Седьмому ноября, принимать гостей и ездить в гости самой к сыновьям и родственникам, благоразумно ладить с соседями, но никогда не сидеть на скамейке во дворе с другими бабками, не жаловаться на болячки и не обсуждать проходящих мимо.

Она царила в этом мире, как его матриарх, никто не оспаривал ее мудрости и авторитета, купленного обычной и безжалостной женской судьбой, и Колюне тоже доставались крохи этого владычества и негласного звания любимого бабушкиного внука.
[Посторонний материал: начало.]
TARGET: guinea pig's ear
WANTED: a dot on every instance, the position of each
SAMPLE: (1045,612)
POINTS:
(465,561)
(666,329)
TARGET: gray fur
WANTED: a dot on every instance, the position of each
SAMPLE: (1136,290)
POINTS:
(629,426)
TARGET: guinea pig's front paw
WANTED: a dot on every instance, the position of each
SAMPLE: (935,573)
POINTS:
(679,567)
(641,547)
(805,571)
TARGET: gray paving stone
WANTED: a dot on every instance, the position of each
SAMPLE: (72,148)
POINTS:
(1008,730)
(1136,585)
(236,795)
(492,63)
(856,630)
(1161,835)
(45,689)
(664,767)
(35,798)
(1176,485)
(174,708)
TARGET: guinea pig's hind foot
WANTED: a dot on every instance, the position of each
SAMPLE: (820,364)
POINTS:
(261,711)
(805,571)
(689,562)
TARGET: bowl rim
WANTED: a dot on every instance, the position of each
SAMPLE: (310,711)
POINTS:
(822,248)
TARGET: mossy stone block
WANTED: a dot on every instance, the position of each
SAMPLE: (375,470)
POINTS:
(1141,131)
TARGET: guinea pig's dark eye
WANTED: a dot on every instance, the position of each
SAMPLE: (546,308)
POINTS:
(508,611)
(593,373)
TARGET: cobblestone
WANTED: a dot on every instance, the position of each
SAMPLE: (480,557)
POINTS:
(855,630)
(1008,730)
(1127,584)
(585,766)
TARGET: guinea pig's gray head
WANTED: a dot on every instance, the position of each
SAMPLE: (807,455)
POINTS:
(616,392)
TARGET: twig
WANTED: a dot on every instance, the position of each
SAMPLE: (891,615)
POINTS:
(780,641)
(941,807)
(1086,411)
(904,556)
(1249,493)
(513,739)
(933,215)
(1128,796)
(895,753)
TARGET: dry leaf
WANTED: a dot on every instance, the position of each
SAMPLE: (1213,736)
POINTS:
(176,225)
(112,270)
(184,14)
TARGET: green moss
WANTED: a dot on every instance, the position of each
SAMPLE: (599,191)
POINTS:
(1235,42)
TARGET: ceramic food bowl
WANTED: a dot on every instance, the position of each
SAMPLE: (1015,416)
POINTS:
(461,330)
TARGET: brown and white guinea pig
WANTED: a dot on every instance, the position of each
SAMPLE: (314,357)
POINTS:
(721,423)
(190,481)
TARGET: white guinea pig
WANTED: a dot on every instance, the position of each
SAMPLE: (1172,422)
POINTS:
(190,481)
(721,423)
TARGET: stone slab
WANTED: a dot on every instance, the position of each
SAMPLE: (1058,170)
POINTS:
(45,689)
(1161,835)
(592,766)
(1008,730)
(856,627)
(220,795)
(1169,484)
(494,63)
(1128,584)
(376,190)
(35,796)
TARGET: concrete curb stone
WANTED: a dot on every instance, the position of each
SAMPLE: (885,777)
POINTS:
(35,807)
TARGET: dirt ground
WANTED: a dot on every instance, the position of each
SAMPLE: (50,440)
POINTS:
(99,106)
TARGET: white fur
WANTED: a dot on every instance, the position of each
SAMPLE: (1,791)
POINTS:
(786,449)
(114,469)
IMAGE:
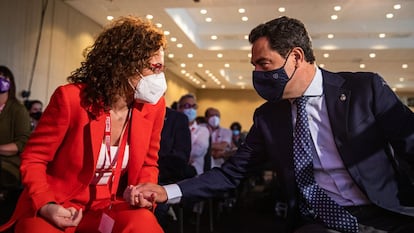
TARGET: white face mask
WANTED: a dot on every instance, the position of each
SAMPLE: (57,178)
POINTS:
(214,121)
(150,88)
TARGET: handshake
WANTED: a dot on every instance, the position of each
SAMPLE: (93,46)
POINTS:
(145,195)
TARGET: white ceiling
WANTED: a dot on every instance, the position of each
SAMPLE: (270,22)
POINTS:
(356,35)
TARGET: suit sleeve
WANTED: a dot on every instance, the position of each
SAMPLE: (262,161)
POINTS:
(41,149)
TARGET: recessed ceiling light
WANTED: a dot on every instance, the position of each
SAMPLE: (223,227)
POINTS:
(389,15)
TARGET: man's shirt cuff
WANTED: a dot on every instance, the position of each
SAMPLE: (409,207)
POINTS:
(174,193)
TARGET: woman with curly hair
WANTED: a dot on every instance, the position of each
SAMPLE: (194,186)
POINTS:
(102,127)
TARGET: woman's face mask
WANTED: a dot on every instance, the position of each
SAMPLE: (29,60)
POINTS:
(150,88)
(271,84)
(191,114)
(4,85)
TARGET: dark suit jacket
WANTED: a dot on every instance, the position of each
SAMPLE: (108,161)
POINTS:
(365,115)
(175,147)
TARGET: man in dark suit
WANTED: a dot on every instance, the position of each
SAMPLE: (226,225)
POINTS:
(362,140)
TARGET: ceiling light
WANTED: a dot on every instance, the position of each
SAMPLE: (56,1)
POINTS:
(389,15)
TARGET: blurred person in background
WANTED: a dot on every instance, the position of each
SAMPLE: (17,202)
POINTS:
(35,108)
(103,126)
(14,133)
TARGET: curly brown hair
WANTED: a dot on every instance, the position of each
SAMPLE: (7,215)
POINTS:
(124,47)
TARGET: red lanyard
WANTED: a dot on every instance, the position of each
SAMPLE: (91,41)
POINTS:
(119,158)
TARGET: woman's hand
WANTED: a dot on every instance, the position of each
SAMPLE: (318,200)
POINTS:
(137,199)
(60,216)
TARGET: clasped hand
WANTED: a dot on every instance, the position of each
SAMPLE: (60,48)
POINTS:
(145,195)
(60,216)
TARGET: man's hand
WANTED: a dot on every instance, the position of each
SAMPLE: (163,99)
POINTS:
(155,191)
(60,216)
(137,199)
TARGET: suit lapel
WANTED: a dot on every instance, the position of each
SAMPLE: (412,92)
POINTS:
(337,103)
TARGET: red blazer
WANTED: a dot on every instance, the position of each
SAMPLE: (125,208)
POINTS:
(60,157)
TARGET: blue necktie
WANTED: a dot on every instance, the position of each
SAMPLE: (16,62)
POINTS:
(314,200)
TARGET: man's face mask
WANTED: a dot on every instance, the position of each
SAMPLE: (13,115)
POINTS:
(271,84)
(4,85)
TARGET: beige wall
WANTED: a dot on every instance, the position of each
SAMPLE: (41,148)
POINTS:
(234,105)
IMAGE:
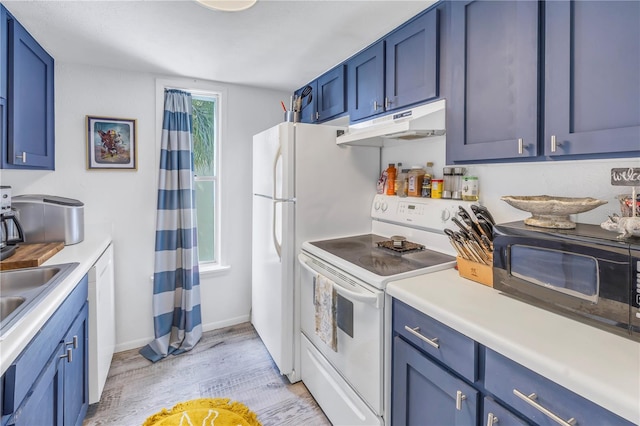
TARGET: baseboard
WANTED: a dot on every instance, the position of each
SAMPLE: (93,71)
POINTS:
(139,343)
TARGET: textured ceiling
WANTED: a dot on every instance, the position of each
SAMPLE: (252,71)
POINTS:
(275,44)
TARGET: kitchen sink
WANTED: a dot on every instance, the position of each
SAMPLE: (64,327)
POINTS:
(21,290)
(8,304)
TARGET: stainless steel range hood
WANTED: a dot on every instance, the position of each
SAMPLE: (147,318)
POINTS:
(416,123)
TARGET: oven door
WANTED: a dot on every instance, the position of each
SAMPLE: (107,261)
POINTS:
(360,321)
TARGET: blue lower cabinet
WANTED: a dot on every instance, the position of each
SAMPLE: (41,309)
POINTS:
(538,399)
(425,394)
(76,383)
(430,387)
(43,405)
(48,382)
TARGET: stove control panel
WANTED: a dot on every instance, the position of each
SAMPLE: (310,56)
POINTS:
(418,212)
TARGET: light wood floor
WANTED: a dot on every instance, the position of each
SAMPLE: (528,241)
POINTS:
(227,363)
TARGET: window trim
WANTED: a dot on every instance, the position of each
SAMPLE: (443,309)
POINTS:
(209,89)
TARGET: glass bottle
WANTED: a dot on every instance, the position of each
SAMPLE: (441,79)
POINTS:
(426,181)
(391,178)
(456,188)
(447,191)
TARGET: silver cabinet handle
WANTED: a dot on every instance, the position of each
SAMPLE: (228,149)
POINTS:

Этого не признавали вслух, но все знали и, не смея открыто ее выбор оспорить, втайне мальчика ревновали и приписывали ему даже больше недостатков, нежели он на самом деле имел, и с ранних лет он мучился от невнятной неприязни, косых взглядов, а всего более от неведения их причин и оттого рос с тягостным чувством неосознанной вины.

Потом, когда сестре исполнилось пятнадцать лет и у кареглазой, начитанной девицы с высоким лбом и старомодной толстой косой, от которой тщетно пыталась она избавиться, завелись свои тайны,

Колюню отселили из большой комнаты с ширмой к бабушке, и у нее за столом он стал делать уроки, пялиться на улицу и, тяжело вздыхая, отправляться по велению отца спать в половине десятого, когда начинались самые интересные фильмы – про разведчиков.

Обида не давала уснуть, мальчик прислушивался к мужественным голосам за стенкой, выстрелам и погоням, под окнами неспешно проезжали редкие машины, и свет их фар отбрасывал тени на стены и потолок, отчего комнатные цветы – вьетнамские кактусы, бегонии, лимонные деревца, финиковые пальмы, инжир, традесканции, аспарагус и алоэ – приобретали расплывчатые очертания тропического леса, куда уносилась и наконец засыпала

Колюнина душа, мечтая о взрослой жизни как об освобождении.

Ну да Бог с ней, с квартирой и с Автозаводской, с пыльном сквером у райкома партии, где росли тополя и забрасывали в июне окрестности пухом, с бомбоубежищем во дворе и с пустырем напротив дома, Бог с ним, с гулким душным бассейном, где напрасно пытались обучить Колюню плавать, с кошмарным зиловским детским садом и насильственным кормлением гречневой кашей с молоком, с сильной и безжалостной английской спецшколой под номером пятнадцать, подобно маяку собиравшей со всего заводского района интеллигентских детей и, как форпост, возвышавшейся над враждебной пролетарской округой, и ее соседкой школой обычной, пятьсот третьей, ученики которой поджидали за гаражами маленьких образованцев и отнимали у них деньги – пацан, дай десять копеек,

– Бог с ним, с конструктивистским дворцом культуры шефствовавшего над школой автозавода, с окружной железной дорогой, по откосам которой катались школьники на санках, и с

Кожуховскими прудами, где им запрещали купаться, потому что дно было истыкано железками, и каждый год, как ни предупреждали родителей и детей, в них гибло по нескольку человек.